Handbook Of Big Data Technologies

Author: Albert Y. Zomaya
Publisher: Springer
ISBN: 331949340X
Size: 58.42 MB
Format: PDF, ePub
View: 2749
Download
This handbook offers comprehensive coverage of recent advancements in Big Data technologies and related paradigms. Chapters are authored by international leading experts in the field, and have been reviewed and revised for maximum reader value. The volume consists of twenty-five chapters organized into four main parts. Part one covers the fundamental concepts of Big Data technologies including data curation mechanisms, data models, storage models, programming models and programming platforms.
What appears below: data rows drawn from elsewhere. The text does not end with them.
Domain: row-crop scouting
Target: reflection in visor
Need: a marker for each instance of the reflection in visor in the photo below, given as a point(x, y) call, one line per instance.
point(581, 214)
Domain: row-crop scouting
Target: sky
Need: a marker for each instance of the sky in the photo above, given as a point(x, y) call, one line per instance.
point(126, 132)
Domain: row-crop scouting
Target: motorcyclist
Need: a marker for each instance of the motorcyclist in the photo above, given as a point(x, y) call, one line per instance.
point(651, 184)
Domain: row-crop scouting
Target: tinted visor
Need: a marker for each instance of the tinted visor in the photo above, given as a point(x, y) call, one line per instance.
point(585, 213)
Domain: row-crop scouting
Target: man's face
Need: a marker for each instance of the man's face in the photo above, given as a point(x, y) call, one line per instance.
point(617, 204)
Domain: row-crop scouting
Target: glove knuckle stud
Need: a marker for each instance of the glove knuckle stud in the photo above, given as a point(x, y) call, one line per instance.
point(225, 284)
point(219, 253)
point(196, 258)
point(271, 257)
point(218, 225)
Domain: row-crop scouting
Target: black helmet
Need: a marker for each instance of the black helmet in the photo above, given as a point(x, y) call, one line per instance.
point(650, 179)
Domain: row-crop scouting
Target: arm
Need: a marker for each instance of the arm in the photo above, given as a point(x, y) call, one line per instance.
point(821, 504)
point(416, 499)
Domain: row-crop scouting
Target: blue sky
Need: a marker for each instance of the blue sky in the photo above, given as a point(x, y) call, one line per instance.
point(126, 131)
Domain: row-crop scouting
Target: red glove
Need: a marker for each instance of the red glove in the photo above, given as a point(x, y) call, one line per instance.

It also dives into the details of implementing Big SQL query engines and big stream processing systems. Part Two focuses on the semantic aspects of Big Data management including data integration and exploratory ad hoc analysis in addition to structured querying and pattern matching techniques. Part Three presents a comprehensive overview of large scale graph processing. It covers the most recent research in large scale graph processing platforms, introducing several scalable graph querying and mining mechanisms in domains such as social networks. Part Four details novel applications that have been made possible by the rapid emergence of Big Data technologies such as Internet-of-Things (IOT), Cognitive Computing and SCADA Systems. All parts of the book discuss open research problems, including potential opportunities, that have arisen from the rapid progress of Big Data technologies and the associated increasing requirements of application domains. Designed for researchers, IT professionals and graduate students, this book is a timely contribution to the growing Big Data field. Big Data has been recognized as one of leading emerging technologies that will have a major contribution and impact on the various fields of science and varies aspect of the human society over the coming decades. Therefore, the content in this book will be an essential tool to help readers understand the development and future of the field.